I also saw a lot of bad things.
While I didn’t have mentors, there were a lot of people I learned from, so when it came to starting my own business, I took the best practices and left the bad behind.
What attracted you to the engineering sector?
It was the opportunity my basketball coach gave me that really sparked my interest.
Careers advice at school was awful; they basically pointed you towards the two main employers on Teesside – British Steel and ICI.
I chose ICI and got selected for an interview and when I got there, they asked where my dad worked. I said British Steel, to which they replied, ‘Well, go work with your dad’.
British Steel wasn’t for me, though.
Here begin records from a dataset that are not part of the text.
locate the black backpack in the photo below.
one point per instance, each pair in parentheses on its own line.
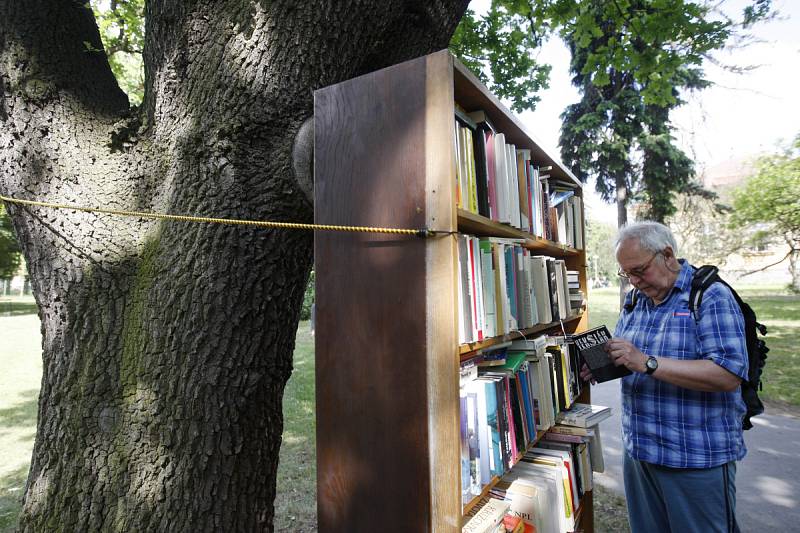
(757,349)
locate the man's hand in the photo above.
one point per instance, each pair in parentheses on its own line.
(623,352)
(586,374)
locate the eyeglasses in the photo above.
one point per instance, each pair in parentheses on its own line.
(638,271)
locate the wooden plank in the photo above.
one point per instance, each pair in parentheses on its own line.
(371,394)
(442,299)
(466,350)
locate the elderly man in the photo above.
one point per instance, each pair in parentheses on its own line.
(681,407)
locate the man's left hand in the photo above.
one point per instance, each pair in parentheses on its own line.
(623,352)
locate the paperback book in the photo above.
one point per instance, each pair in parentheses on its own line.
(591,345)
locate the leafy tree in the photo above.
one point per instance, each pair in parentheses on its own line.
(619,133)
(10,257)
(167,345)
(768,200)
(600,251)
(121,24)
(700,225)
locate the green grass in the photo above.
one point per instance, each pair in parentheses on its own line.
(295,504)
(20,359)
(296,501)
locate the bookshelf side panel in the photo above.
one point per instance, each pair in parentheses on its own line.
(374,451)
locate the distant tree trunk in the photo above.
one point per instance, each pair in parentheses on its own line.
(794,267)
(167,345)
(622,219)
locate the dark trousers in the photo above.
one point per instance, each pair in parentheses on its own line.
(680,500)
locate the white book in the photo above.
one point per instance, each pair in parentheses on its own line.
(533,310)
(464,329)
(561,289)
(557,516)
(584,415)
(488,279)
(486,517)
(513,184)
(541,289)
(501,179)
(475,260)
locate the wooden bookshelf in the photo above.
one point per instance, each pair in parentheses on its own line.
(387,351)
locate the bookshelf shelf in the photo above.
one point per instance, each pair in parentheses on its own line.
(471,348)
(480,226)
(387,311)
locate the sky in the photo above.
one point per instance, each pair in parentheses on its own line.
(742,115)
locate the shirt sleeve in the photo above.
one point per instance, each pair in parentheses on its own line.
(720,330)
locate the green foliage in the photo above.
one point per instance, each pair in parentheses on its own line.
(771,195)
(768,202)
(630,59)
(308,298)
(503,41)
(700,225)
(121,24)
(10,256)
(600,250)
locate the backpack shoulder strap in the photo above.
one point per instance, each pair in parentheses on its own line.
(702,279)
(634,297)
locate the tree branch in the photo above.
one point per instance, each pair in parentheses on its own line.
(785,257)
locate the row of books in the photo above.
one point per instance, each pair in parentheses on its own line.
(508,396)
(503,287)
(499,181)
(546,487)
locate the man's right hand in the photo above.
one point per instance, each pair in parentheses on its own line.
(586,374)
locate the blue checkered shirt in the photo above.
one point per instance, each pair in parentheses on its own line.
(669,425)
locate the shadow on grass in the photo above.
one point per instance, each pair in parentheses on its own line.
(22,414)
(12,485)
(18,308)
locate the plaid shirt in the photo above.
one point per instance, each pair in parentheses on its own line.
(669,425)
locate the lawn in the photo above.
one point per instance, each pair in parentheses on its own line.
(295,505)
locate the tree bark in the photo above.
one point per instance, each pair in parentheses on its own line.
(167,345)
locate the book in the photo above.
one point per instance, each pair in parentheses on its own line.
(591,349)
(583,415)
(487,516)
(513,524)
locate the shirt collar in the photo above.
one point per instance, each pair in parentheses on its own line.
(684,280)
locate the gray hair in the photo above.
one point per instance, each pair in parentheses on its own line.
(652,236)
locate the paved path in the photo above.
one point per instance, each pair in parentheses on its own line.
(767,479)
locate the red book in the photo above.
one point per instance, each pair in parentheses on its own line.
(490,162)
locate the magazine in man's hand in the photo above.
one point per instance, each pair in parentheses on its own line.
(591,347)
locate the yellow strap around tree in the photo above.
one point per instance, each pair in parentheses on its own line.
(422,232)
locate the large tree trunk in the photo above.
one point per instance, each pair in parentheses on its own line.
(167,344)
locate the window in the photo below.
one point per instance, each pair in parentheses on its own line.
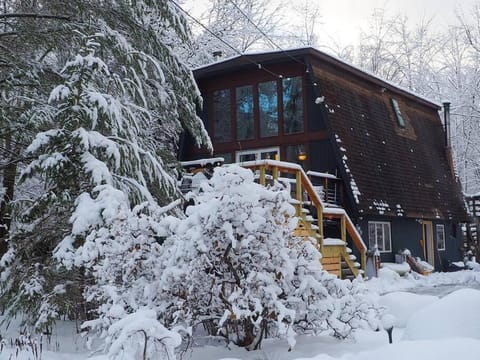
(227,157)
(257,154)
(244,99)
(379,236)
(292,105)
(222,116)
(268,108)
(440,236)
(398,113)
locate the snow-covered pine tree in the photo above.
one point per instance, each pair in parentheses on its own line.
(235,266)
(110,135)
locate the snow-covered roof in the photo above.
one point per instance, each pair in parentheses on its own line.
(258,57)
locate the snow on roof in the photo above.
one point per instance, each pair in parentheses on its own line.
(332,57)
(268,162)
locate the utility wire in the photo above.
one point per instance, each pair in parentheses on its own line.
(265,35)
(260,66)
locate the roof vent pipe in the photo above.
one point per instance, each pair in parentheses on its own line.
(446,122)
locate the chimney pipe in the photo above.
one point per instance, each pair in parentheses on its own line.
(446,122)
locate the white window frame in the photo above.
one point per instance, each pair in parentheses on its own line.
(375,241)
(257,152)
(442,228)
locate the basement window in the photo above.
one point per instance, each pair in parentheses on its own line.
(379,236)
(398,113)
(440,236)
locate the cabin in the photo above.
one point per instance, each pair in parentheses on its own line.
(373,150)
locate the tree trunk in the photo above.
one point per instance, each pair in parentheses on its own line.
(9,176)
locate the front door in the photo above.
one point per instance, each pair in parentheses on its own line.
(428,248)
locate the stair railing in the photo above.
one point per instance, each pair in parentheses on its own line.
(305,191)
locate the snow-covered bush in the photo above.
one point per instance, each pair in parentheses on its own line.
(140,336)
(235,266)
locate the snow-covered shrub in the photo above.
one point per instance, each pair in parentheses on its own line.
(140,336)
(235,266)
(122,258)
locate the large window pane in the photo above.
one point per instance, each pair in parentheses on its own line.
(268,106)
(222,116)
(292,105)
(379,236)
(244,97)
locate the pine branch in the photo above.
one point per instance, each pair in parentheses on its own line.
(34,15)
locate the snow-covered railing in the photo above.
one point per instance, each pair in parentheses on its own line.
(305,192)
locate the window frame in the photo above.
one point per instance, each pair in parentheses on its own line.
(222,134)
(299,101)
(376,240)
(263,121)
(238,123)
(437,228)
(257,152)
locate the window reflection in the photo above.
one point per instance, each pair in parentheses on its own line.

The beam mill was loud, dirty, dingy and incredibly hot.
It all changed when I got my fabrication apprenticeship.
They gave me loads to do from day one, and I loved it.
How do you feel you’ve changed as a person over the years? Have career roles brought new dimensions to your personality?
Being headhunted several times was the pebble in the pond that created the ripples for my career.
That helped mould me as a person.
My friends from childhood say I was quite aggressive when I was younger, but I think that was because you had to fight where I grew up.
But I’m quite a calm person, and I’ve learnt that’s the best way to be with people. You’ll never see me ranting and raving or throwing things round the office.
In my early 20s, I worked offshore and then for a company working on blast furnaces, running teams of people. These guys were aged anything from mid-20s to their 50s, and I learned never to tell them to do a task, but to ask them instead.
It's how you would like to be spoken to.
Yes, I’ve had to take tough decisions, but I aim to be the calming influence on people, and that has always been a successful approach.
You’ve seen many changes to the employment world across your career – how do you see the workplace evolving in years to come?
I have never understood why businesses, in whatever sector, haven’t made the most of women or why they’ve not been paid the same as men.
Things are changing, but it’s been a long time coming.
It’s also really important to keep pushing the skills agenda.
We have to remain competitive, and we can only do that by remaining innovative with highly talented people.
I used to believe in more rigid working patterns, but COVID-19 taught me different.
Why can’t a mother or father drop their kids off at school and then get to work a bit later? Of course they can!
This flexibility is so important.
If you want to be successful, you have to be true to the people that work for the business.